Each affordance in your list turns into a virtual member function of AbstractWhatever, which will be overridden by WrappingWhatever<T> appropriately for T. Finally, the top-level Whatever will store a unique_ptr<AbstractWhatever> ptr_ (and/or an SBO buffer), and provide a clean non-virtual interface implemented completely in terms of calling virtual member functions on *ptr_.

In this way you can write a type-erased wrapper for any Whatever whatever — callbacks, counters, output streams, input generators.

Type erasure usually deals with unary behaviors

Notice that all my examples involve behaviors. This should make sense, intuitively, since behavior is the thing that’s hard to boil down into a fixed representation. Data, by definition, is easy to boil down into a fixed representation.
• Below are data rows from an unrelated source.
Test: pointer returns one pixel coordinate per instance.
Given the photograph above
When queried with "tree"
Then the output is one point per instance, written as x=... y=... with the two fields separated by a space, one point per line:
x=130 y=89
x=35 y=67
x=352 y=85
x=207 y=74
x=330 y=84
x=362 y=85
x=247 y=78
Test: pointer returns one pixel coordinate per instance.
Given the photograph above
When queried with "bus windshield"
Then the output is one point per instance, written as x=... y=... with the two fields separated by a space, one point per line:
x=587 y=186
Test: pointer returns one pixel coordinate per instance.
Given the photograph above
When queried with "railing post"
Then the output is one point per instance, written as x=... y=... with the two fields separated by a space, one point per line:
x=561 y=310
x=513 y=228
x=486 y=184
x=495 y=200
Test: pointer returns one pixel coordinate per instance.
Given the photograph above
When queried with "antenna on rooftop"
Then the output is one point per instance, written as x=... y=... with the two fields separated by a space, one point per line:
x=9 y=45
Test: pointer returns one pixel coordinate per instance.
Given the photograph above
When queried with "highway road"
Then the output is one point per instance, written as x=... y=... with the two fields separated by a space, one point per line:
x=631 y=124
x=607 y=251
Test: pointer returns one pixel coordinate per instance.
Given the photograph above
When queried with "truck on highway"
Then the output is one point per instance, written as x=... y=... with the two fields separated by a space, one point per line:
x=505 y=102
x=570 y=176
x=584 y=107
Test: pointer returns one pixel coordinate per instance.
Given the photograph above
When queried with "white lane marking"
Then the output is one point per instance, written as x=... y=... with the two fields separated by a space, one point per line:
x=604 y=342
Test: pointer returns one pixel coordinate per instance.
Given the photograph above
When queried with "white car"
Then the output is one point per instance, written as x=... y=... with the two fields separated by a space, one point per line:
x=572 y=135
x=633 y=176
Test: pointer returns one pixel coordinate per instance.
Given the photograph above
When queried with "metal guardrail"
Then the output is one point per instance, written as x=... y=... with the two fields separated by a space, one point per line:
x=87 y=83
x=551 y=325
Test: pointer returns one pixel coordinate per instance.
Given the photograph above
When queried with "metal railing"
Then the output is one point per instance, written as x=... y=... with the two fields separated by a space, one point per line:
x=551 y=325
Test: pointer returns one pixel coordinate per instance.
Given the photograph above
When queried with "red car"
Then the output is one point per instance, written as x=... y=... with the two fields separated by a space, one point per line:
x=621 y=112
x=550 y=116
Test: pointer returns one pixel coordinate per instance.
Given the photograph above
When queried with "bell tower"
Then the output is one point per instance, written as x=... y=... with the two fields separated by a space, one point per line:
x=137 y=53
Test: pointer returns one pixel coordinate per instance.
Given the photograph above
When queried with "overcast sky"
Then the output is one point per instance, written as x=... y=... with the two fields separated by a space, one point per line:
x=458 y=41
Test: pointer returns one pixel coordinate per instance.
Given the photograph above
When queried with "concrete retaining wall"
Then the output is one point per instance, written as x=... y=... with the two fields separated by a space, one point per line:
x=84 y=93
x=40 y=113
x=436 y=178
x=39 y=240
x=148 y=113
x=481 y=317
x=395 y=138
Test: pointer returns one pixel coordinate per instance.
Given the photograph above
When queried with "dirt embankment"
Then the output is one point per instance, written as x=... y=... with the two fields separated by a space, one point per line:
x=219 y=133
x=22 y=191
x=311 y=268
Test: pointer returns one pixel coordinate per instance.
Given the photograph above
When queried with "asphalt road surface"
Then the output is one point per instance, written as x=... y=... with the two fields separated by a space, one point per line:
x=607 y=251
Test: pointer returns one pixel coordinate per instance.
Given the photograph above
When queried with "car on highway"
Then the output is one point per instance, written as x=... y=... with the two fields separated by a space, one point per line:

There’s no need for us to invent a type-erased Boolean type, because we could just use bool.

Hypothetically, I suppose I could imagine a use-case for

struct Number {
    std::unique_ptr<AbstractNumber> ptr_;
    template<class T> Number(T t) : ptr_(std::make_unique<WrappingNumber<T>>(std::move(t)) {}
    Number(const Number& n) { ptr_ = n.ptr_->clone(); }
    Number(Number&& n) = default;
    explicit operator bool() const { return !ptr_->iszero(); }
    Number operator-() const { auto r = *this; r.ptr_->negate(); return r; }
    Number& operator++() { ptr_->inc(); return *this; }
    Number operator++(int) { auto r = *this; ptr_->inc(); return r; }
    Number& operator--() { ptr_->dec(); return *this; }
    Number operator--(int) { auto r = *this; ptr_->dec(); return r; }
};

However, notice that almost all its operations are phrased as mutative, imperative behaviors (“clone”, “negate”, “increment”, “decrement”), and all of its operations are unary. It is easy to dispatch decisions about unary behaviors to a single T; it’s very difficult to multiply dispatch decisions about binary behaviors (such as operator+=) to both T and U, when WrappingNumber<T> doesn’t know anything about U and WrappingNumber<U> doesn’t know anything about T.

Conclusion

When I say “type erasure” in C++, I mean more than just a base class with a classical polymorphic interface. I mean a non-virtual interface which encapsulates and hides the polymorphism from the end-user, and allows them to use “duck typing” without bothering to inherit from any library class. (This can allow several libraries to interoperate seamlessly, even if they don’t know about each other’s code.)

Naïve type erasure, using heap allocation, is very easy to implement. You start by writing down a list of affordances that your T must have; you turn each affordance into a virtual method on AbstractWhatever; and then you wrap up a pointer to an AbstractWhatever inside your type-erased Whatever class.

Type erasure does well with unary behaviors such as ++whatever. It doesn’t do well with multiple dispatches such as whatever + whatever.

Type erasure can be useful at ABI boundaries where you can’t use templates. (The piece that’s templated on T is the constructor, which happens on the caller’s side; the object that passes across the ABI boundary is of the concrete, type-erased type Whatever.)

Every “non-beginner” C++ programmer should know how to write a simple type-erased type!